L’Histoire
Lorsque Lucie, 9 ans, arrive à Bectoile pour les vacances, elle n’a aucune idée des aventures qui l’attendent ! Sa mère Caro y mène des fouilles archéologiques avec son collègue Pierrot. Cette dernière a grandi dans ce même village qui est aussi le théâtre d’un secret de famille que Lucie s’apprête à découvrir. Guidée par un couple de mésanges et avec l’aide de son nouvel ami Yann, Lucie est bien décidée à se plonger dans son histoire familiale. Des sous-sols d’un château en ruine à une vieille caravane oubliée à l’orée des bois, cette aventure les mènera de surprises insolites en fabuleuses découvertes !
Secrets de tournage
- Les petits papiers
Le Secret des mésanges a été réalisé en papier découpé ou technique « cut-out » qui permet de créer une animation 2D à partir d’objets très concrets : « Tout le charme de cette technique d’animation réside dans la simplicité de ses formes et l’humilité des matériaux utilisés — papier, carton, tissu… Ici, l’imagination est la seule frontière », selon les propos du réalisateur. Cela a nécessité 10 395 heures de travail réparties sur 17 personnes pour la création des pantins et 8 232 heures de travail pour les décors.

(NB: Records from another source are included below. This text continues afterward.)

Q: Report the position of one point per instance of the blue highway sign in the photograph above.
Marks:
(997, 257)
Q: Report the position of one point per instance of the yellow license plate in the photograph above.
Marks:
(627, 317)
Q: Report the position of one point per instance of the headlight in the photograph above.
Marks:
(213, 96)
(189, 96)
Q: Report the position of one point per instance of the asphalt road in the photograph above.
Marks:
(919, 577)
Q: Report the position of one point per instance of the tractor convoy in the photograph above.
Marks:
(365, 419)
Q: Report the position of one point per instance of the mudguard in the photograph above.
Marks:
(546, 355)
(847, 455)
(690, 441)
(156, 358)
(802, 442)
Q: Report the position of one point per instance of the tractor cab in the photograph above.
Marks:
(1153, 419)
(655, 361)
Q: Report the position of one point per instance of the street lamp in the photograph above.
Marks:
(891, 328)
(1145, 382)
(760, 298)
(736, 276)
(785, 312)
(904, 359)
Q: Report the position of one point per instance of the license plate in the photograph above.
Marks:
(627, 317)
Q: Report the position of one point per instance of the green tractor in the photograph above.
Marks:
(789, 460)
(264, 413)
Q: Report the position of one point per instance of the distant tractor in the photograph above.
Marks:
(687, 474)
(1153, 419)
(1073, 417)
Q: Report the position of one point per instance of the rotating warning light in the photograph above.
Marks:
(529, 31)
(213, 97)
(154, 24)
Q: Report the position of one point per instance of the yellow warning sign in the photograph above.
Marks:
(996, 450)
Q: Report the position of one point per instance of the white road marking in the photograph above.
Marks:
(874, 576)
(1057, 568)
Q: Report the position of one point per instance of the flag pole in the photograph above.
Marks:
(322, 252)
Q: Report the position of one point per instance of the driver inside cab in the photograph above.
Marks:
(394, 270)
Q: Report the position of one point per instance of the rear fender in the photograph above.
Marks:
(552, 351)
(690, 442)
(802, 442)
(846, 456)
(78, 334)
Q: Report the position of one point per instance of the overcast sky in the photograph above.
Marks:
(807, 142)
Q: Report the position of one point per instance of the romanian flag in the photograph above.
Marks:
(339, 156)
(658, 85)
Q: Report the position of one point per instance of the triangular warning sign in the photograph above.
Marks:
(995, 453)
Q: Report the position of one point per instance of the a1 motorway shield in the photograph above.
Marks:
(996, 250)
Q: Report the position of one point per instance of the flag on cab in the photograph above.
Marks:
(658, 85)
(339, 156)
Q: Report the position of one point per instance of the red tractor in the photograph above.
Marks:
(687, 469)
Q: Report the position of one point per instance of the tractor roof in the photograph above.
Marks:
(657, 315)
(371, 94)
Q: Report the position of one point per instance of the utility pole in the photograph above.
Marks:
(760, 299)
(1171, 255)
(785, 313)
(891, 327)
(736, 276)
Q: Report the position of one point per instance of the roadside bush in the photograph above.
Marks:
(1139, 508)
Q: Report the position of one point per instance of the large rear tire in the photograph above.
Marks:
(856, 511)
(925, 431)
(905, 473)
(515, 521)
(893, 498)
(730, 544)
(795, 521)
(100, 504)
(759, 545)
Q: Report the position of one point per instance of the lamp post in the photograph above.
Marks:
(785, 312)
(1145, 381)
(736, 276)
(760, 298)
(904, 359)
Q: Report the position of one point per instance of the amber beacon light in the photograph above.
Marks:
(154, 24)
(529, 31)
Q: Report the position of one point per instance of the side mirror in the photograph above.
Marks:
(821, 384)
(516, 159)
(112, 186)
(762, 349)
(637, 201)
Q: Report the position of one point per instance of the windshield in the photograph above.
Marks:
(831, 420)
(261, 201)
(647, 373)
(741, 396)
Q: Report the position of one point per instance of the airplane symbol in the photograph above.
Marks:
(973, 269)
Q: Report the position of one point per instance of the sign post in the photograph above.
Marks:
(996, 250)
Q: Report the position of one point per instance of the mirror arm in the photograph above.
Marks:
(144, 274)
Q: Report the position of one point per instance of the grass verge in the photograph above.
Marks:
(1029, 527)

- Dimension autobiographique
À l’instar de Lucie, l’héroïne de son film, Antoine Lanciaux s’est également retrouvé dans la même situation lorsqu’il était enfant. En effet, sa mère a été abandonnée par ses parents et il lui a donc posé beaucoup de questions à ce sujet. Devant l’absence de réponses, le jeune garçon s’est alors résigné à aller chercher quelques explications ailleurs, à travers des histoires qu’il s’inventait en dessinant, découpant ou en lisant des bandes dessinées.
Critiques presses
- Abus de ciné
Poétique et mystérieux, « Le Secret des mésanges » ménage son suspense avec intelligence, offrant un spectacle d’une rare beauté à chaque scène, et prouve que l’animation artisanale a encore de beaux jours devant elle, pour émerveiller petits comme grands. Un trésor de l’animation en papier découpé.
- Le Parisien
Le Secret des mésanges » raconte une histoire d’aventure et de famille pleine de tendresse. C’est un film d’animation tout doux, par sa forme et par son histoire.
- Le Point
Sous la fable, le réalisateur Antoine Lanciaux, déjà scénariste de La Prophétie des grenouilles, a aussi glissé sa propre blessure : celle d’être l’enfant d’une mère abandonnée, d’être devenu obsédé par la quête identitaire. Il signe ici un joyau d’émotion pure : une œuvre qui évoque la malice et le goût aventureux de l’enfance, avec une tendresse qui éclaire longtemps après la dernière image.